More than two-thirds (69%) of CROs surveyed are integrating ESG into their risk management framework, and 87% are incorporating ESG standards into investments. More than half (53%) cited ESG-related investments and rewarding positive ESG behavior (34%) as the leading products or features with the most growth potential.

In contrast, when asked about the maturity of a company’s understanding of its exposure to physical and transition risks of climate change, only 3% felt they had a complete understanding of these risks, and just over a third (36%) stated that climate risk is being integrated into business strategy – although many noted an efforts underway to drive business integration.

“With record-breaking natural catastrophes in 2023, the pressure on carriers to tackle the increasing multibillion-dollar protection gap is compounded by shrinking budgets and scarce talent to tackle some of the most pressing climate-related disasters our generation has faced” stated Isabelle Santenac, EY Global Insurance Leader.

“Faced with complex risks, rapid technological advancements and resource and talent constraints, our survey results highlight the resilience and adaptability of insurance CROs and their strong commitment to digital transformation,” said Mary Frances Monroe, director, insurance regulation and policy at the Institute of International Finance. “The insurance CRO community is also integral to companies’ ESG integration efforts, which are crucial for addressing climate-related risks.”

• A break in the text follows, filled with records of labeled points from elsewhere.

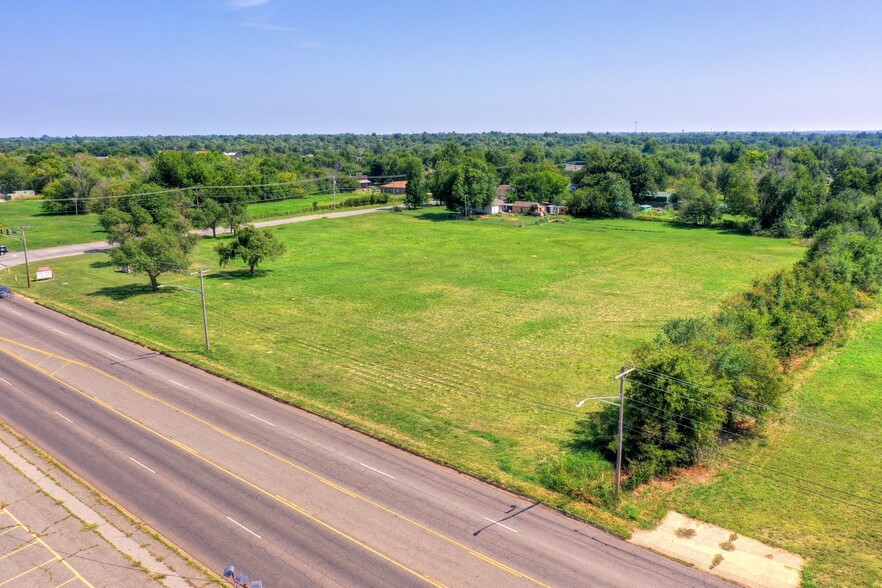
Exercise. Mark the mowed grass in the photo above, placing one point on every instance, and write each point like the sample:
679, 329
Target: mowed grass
47, 230
51, 230
815, 489
302, 206
470, 342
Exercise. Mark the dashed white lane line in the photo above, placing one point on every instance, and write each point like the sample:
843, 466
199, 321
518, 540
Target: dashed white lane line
62, 416
142, 465
376, 470
500, 524
261, 420
244, 527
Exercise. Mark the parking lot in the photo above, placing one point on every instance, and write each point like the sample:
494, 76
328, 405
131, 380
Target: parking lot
27, 560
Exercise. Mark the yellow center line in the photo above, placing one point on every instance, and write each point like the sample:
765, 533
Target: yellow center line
19, 549
233, 475
52, 551
21, 575
277, 457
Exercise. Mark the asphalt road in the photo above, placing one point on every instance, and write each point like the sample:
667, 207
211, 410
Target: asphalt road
234, 477
35, 256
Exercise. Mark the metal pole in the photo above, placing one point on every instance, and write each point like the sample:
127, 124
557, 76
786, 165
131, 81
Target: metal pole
204, 309
621, 378
24, 244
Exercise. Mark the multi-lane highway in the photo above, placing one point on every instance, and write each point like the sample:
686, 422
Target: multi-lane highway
234, 477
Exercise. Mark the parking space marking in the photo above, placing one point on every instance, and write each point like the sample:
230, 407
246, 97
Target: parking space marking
21, 547
37, 539
23, 574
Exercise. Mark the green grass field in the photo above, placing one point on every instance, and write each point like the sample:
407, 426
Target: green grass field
470, 342
50, 230
47, 230
299, 206
786, 500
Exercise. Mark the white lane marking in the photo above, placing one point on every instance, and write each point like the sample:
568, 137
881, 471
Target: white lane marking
376, 470
142, 465
501, 525
244, 527
261, 420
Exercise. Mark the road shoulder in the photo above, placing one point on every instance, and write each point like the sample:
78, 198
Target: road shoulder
55, 530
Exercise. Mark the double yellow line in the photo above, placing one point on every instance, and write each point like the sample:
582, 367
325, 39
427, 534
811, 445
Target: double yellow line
263, 450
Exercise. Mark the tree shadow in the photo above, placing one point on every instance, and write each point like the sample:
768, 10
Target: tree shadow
127, 291
238, 274
438, 216
102, 264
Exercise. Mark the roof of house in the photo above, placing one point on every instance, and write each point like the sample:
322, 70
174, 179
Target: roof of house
502, 189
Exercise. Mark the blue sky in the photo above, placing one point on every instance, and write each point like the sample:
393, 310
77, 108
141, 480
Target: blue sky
150, 67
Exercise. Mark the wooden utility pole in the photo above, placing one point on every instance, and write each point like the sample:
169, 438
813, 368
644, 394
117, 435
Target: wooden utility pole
24, 246
204, 309
621, 378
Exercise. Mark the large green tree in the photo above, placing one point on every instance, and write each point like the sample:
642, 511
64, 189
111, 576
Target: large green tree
157, 250
542, 185
469, 184
252, 246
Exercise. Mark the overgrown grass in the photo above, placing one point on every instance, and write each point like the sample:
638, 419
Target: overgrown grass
470, 342
305, 205
786, 499
50, 230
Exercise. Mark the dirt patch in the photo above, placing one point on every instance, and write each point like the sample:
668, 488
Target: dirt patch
722, 552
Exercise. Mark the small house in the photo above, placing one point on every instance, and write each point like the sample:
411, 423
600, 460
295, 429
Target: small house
394, 188
525, 207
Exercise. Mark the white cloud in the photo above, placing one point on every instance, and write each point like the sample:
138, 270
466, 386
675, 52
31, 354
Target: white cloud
265, 26
240, 4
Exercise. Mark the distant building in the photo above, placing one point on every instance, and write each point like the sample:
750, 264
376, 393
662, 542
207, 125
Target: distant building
495, 207
525, 207
394, 188
661, 199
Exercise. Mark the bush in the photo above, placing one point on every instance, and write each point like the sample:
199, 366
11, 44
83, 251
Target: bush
583, 475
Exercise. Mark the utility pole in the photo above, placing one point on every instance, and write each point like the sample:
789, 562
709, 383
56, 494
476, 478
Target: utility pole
337, 168
204, 308
621, 378
24, 245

The report notes that the events of 2023 have increased the pace at which insurance carriers have sought to strengthen their front line with risk management practices, with 59% of respondents improving their liquidity management policies, procedures and practices and more than half (56%) updating their asset liability management (ALM) framework, in the last 12 months. Looking ahead, more than 90% of respondents plan to evaluate or implement responsive financial (e.g., credit, market, liquidity) and non-financial (e.g., operational) risk management initiatives over the next 12 months.